I am writing a Python 2.7 script using Requests to automate access to a particular website. The website has a requirement that a Referer header matching the request URL is provided, for "security reasons". The URL is built up from a number of items in a params
dict, passed to requests.post().
Is there a way to determine what the URL that Requests will use is, prior to making the request, so that the Referer header can be set to this correct value? Let's assume that I have a lot of parameters:
params = { 'param1' : value1, 'param2' : value2, # ... etc
}
base_url = "http://example.com"
headers = { 'Referer' : url } # but what is 'url' to be?
requests.post(base_url, params=params, headers=headers) # fails as Referer does not match final url
I suppose one workaround is to issue the request and see what the URL is, after the fact. However there are two problems with this - 1. it adds significant overhead to the execution time of the script, as there will be a lot of such requests, and 2. it's not actually a useful workaround because the server actually redirects the request to another URL, so reading it afterwards doesn't give the correct Referer value.

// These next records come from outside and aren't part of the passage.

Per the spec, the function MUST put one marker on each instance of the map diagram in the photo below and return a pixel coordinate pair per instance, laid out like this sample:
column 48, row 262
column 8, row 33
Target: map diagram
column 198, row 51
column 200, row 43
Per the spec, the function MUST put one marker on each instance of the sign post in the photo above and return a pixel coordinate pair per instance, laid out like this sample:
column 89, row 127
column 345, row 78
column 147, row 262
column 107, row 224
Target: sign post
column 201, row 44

I'd like to note that I have this script working with urllib/urllib2, and I am attempting to write it with Requests to see whether it is possible and perhaps simpler. It's not a complicated process the script has to follow, but it may perhaps be slightly beyond the scope of Requests. That's fine, I'd just like to confirm that this is the case.
I think I found a solution, based on Prepared Requests. The concept is that
Session.prepare_request()
will do everything to prepare the request except send it, which allows my script to then read the prepared request's url, which now includes the parameters whose order are determined by the dict order. Then it can set the Referer header appropriately and then issue the original request.